Verifying the images are available in image registry
There are three images that are relevant for the Anjuna infrastructure: webhook, device manager, and launcher Pod. Verify that all three exist in the image registry that your cluster uses.
When using the Amazon Elastic Container Registry (ECR), use the following command to list the repositories:
$ aws ecr describe-repositories
Look for repositories ending in anjuna-nitro-webhook
, anjuna-nitro-launcher
,
and anjuna-device-manager
.
Additionally, you may want to list the images available in a repository to verify that the correctly tagged images are present. When using Amazon ECR, use the following command to list the images:
$ aws ecr list-images --repository-name <an Anjuna ECR repo>
The methods to list repositories and images will differ from other image registry systems. Consult the relevant documentation for your registry when not using Amazon ECR. |
If the images are not present in ECR, follow the instructions in Importing the Anjuna Docker images to AWS.

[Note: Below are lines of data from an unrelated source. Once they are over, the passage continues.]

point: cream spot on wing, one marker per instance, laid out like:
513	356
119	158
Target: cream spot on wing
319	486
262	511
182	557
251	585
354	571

Verifying the webhook is properly configured and running
Start by running the following command and verifying that the anjuna-nitro-webhook-app
is
running correctly.
$ kubectl get pod
Then run the following command:
$ kubectl logs anjuna-nitro-webhook-app
Check that the logs start with messages similar to:
ANJ-WEBHOOK: 2022/07/29 17:26:18.823395 anjuna-k8s-nitro-webhook version master.0301 (build commit: 71a979c) ANJ-WEBHOOK: 2022/07/29 17:26:18.823847 Starting server on :443 ANJ-WEBHOOK: 2022/07/29 17:26:18.824070 Using TLS certificate with CA issuer subject 'Webhook One-off CA'
Next, verify that the webhook service is properly configured by running the following command:
$ kubectl describe service anjuna-nitro-webhook-svc
Make sure that the output contains information similar to the following:
Selector: name=anjuna-nitro-webhook-app
Lastly, verify that the mutation context is properly configured by running the following command:
$ kubectl describe MutatingWebhookConfiguration anjuna-nitro-webhook
Make sure that the output contains information similar to the following:
Webhooks:
# <snip>...
Client Config:
# <snip>...
Service:
Name: anjuna-nitro-webhook-svc
Namespace: default
Path: /transform
Port: 443
# <snip>...
Object Selector:
Match Labels:
nitro.k8s.anjuna.io/managed: yes
It is important that nitro.k8s.anjuna.io/managed: yes
appears in the output.
Setting the webhook log level
When viewing the webhook logs with kubectl logs anjuna-nitro-webhook-app
,
the log level can be increased to view additional details, which may be helpful for
troubleshooting webhook issues.
The default log level is info
and can be set to one of the following: info
, debug
,
or trace
in order from lowest to highest verbosity level.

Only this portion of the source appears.